Well there was a purpose, and it wasn’t simply to beef up the word count or put the reader in a holding pattern until I found my way. Successful or not, I wanted to try to build some form of tension. She was in the closet for some reason and the reader and, for a bit, Kelly don’t know why. She’s trying to piece things together and make sense of her situation. Still, she can feel that something isn’t right. There’s the smell of the smoke, which has to be coming from a fire. But what is even more disturbing for her is that the room—patient, furniture, and all—seems practically normal. The sense of “safety” was supposed to be unnerving. I was hoping to build a feeling that perhaps Kelly was a bit too cautious. There would be a reason.
One of the best, tense-filled scenes I’ve ever watched was from No Country For Old Men, when Javier Bardem’s killer Anton Chigurh is in a convenience store having an exchange with the owner. It was great. The man knew something was different about Bardem’s character and he reacted in kind. He did his best to somewhat politely get out of the situation but Bardem checkmated him at every step.
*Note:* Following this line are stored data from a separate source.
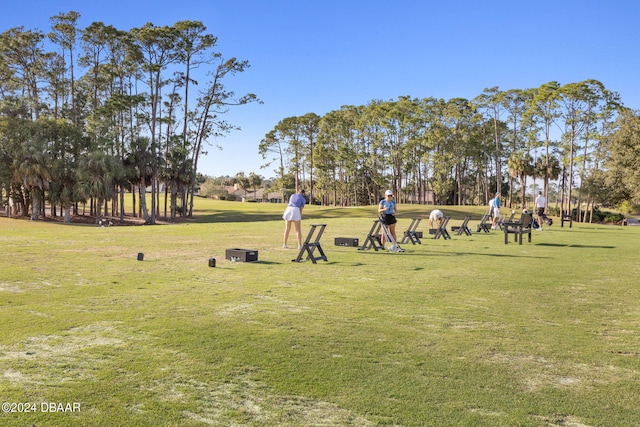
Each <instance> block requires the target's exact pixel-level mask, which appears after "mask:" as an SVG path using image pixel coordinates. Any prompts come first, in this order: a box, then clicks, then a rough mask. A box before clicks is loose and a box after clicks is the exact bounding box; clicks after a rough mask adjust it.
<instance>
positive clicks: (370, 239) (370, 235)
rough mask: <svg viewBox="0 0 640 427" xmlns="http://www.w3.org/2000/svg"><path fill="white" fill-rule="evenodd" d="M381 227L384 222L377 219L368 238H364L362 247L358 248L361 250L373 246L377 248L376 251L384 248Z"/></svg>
mask: <svg viewBox="0 0 640 427" xmlns="http://www.w3.org/2000/svg"><path fill="white" fill-rule="evenodd" d="M381 227H382V224H380V220H378V219H376V220H375V221H373V225H372V226H371V230H369V234H367V238H366V239H364V243H363V244H362V247H360V248H358V250H359V251H366V250H368V249H371V248H373V249H375V250H376V252H377V251H379V250H381V249H382V250H384V245H383V244H382V235H381V234H380V228H381Z"/></svg>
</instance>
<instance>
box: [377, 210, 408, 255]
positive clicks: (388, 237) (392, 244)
mask: <svg viewBox="0 0 640 427" xmlns="http://www.w3.org/2000/svg"><path fill="white" fill-rule="evenodd" d="M380 226H381V228H382V232H383V233H384V236H385V240H386V241H387V242H389V243H391V247H390V248H389V251H391V252H404V249H402V248H401V247H400V245H399V244H398V242H397V241H396V239H394V238H393V235H392V234H391V231H390V230H389V226H388V225H387V224H386V222H385V221H384V216H382V215H381V216H380Z"/></svg>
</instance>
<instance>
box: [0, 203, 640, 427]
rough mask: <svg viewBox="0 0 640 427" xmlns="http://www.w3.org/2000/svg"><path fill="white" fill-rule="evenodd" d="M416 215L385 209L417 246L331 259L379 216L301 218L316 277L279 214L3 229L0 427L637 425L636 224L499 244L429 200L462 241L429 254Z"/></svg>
mask: <svg viewBox="0 0 640 427" xmlns="http://www.w3.org/2000/svg"><path fill="white" fill-rule="evenodd" d="M431 208H432V207H425V206H407V205H399V215H398V221H399V222H398V231H399V232H400V233H399V235H400V236H401V234H402V233H401V231H402V230H403V229H404V228H406V227H408V226H409V223H410V220H411V218H412V217H416V216H420V217H422V218H425V219H424V220H423V221H422V223H421V225H420V227H418V230H419V231H424V233H425V238H424V239H422V244H416V245H412V244H411V243H408V244H405V245H403V247H404V248H405V250H406V252H405V253H388V252H384V251H380V252H377V251H374V250H373V249H370V250H367V251H359V250H357V248H355V247H343V246H335V245H334V238H335V237H352V238H358V239H360V243H361V244H362V243H363V241H364V239H365V237H366V235H367V233H368V231H369V229H370V227H371V225H372V223H373V219H374V218H375V207H365V208H333V207H330V208H328V207H320V206H308V207H306V208H305V210H304V219H303V234H305V235H306V233H307V231H308V230H309V226H310V225H311V224H327V227H326V231H325V233H324V236H323V238H322V240H321V244H322V248H323V250H324V252H325V253H326V255H327V258H328V261H326V262H325V261H318V263H317V264H314V263H312V262H310V261H307V262H302V263H294V262H291V260H292V259H293V258H295V257H296V255H297V253H298V251H297V250H295V249H283V248H282V231H283V228H284V227H283V221H282V220H281V219H280V215H281V213H282V211H283V210H284V205H274V204H255V203H239V202H223V201H208V200H197V201H196V213H195V214H196V215H197V218H196V219H194V220H193V221H189V222H181V223H176V224H166V225H155V226H117V225H116V226H113V227H99V226H96V225H87V224H82V225H79V224H72V225H64V224H62V223H58V222H52V221H38V222H33V221H28V220H22V219H18V220H15V219H7V218H4V217H3V218H0V310H1V316H2V322H0V370H1V372H0V374H1V375H0V397H1V398H2V399H1V400H2V402H6V403H3V413H2V414H0V425H3V426H4V425H6V426H37V427H40V426H65V427H66V426H209V425H212V426H379V425H393V426H491V427H494V426H574V427H582V426H634V425H640V386H639V384H640V334H639V330H640V304H639V303H638V302H639V301H640V286H639V285H638V284H639V283H640V279H639V276H640V275H639V273H640V262H639V259H640V251H639V250H638V243H639V242H640V227H620V226H608V225H607V226H605V225H588V224H576V223H574V224H573V227H571V228H569V227H568V226H567V224H565V227H562V228H561V227H560V221H559V219H558V218H554V220H555V223H554V225H553V226H552V227H551V229H549V230H545V231H542V232H535V233H534V235H533V240H532V242H531V243H527V242H526V238H525V241H524V243H523V244H522V245H518V244H515V243H513V240H511V241H510V243H509V244H508V245H505V244H504V235H503V233H502V232H500V231H493V232H491V233H476V232H475V231H476V228H475V227H476V224H477V223H478V221H479V219H480V214H481V210H482V208H471V207H470V208H462V207H451V208H450V209H449V207H447V206H445V207H441V209H442V210H443V211H444V213H445V214H446V215H451V216H452V219H451V221H450V222H449V225H457V224H459V223H460V222H461V220H462V218H463V217H464V215H465V214H467V213H470V214H472V215H474V216H473V219H472V221H471V223H470V225H471V229H472V231H473V234H472V235H471V236H455V235H453V234H452V238H451V239H449V240H443V239H437V240H434V239H430V238H429V236H428V234H427V227H428V225H427V220H426V218H427V217H428V213H429V210H430V209H431ZM294 242H295V233H293V235H292V238H290V245H292V243H294ZM227 248H246V249H254V250H257V251H258V257H259V259H258V262H252V263H244V262H231V261H229V260H225V259H224V258H225V249H227ZM138 253H143V254H144V260H143V261H138V260H137V255H138ZM210 257H215V258H216V267H215V268H212V267H209V265H208V260H209V258H210Z"/></svg>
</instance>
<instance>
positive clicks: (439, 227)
mask: <svg viewBox="0 0 640 427" xmlns="http://www.w3.org/2000/svg"><path fill="white" fill-rule="evenodd" d="M449 219H450V217H448V216H445V217H444V218H442V222H441V223H440V225H439V226H438V228H432V230H435V231H434V232H433V238H434V239H439V238H440V237H442V238H443V239H444V240H447V239H450V238H451V236H450V235H449V232H448V231H447V223H448V222H449Z"/></svg>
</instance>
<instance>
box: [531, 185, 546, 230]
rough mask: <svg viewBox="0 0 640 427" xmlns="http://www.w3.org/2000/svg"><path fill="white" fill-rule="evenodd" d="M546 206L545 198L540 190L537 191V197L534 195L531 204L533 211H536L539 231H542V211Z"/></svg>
mask: <svg viewBox="0 0 640 427" xmlns="http://www.w3.org/2000/svg"><path fill="white" fill-rule="evenodd" d="M546 208H547V199H545V197H544V196H543V195H542V191H538V197H536V200H535V203H534V205H533V211H534V212H535V213H536V216H537V217H538V225H539V226H540V231H542V224H543V223H544V218H545V214H544V211H545V209H546Z"/></svg>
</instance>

This isn’t to say Kelly sitting inside a closet for some unknown reason is on par with that scene, but it is something that I wanted to achieve. She’s in the closet first not even aware she’s in a closet, then taking stock of her well-being then noting that there is something not entirely right with the situation she is in. There is something inside her that is pulling her to sit and wait. In all, this was an exercise for me in trying to build tension without the typical set-ups like a person in some form of peril, a killer in pursuit, or a danger lurking just around the corner.
The End
I am not purposely looking to create twists or “gotcha!” endings. Though twisty endings like The Usual Suspects, The Sixth Sense, and even Shawshank Redemption are great (and they’re also some of my favorite movies), they’re hard. And I don’t think I’m that talented to be able to pull it off each time. Looking over the slate of stories that I’m working on, they’re all pretty straightforward and not needing a shock type of ending. I do have an appreciation for stories that are rather straightforward—guy meets girl, falls in love, encounters conflict, wins her over, then happily ever after. Really, I just want to tell a great story from beginning to end. I don’t want to get caught up in trying to figure out a way to shock the reader in the end. Because it’s “my style” or it’s what I’m known for. I feel like this is the sort of trap that M. Night Shyamalan found himself in after writing and directing The Sixth Sense, Unbreakable, Signs, and (what I feel is completely underrated) The Village.
Anyway, Mrs. Calloway, we hardly knew ye. I do like the sick irony that someone who’s chief responsibility is to save lives, ultimately takes a life. There’s your twist if there is to be one.
I shared an early draft of this story with a friend when I first posted it. He thought it was great up until the end. His reasoning was that he wanted a quasi-happy ending and to exhibit the burden Mrs. Calloway would be as a result of being saved (you have to read the entire Blogger piece to understand). But not all endings are perfect nor are they happy. And this piece has the burden of being one of several chapters that paints a rather depressing overall theme of the entire “book”. Take my word for it.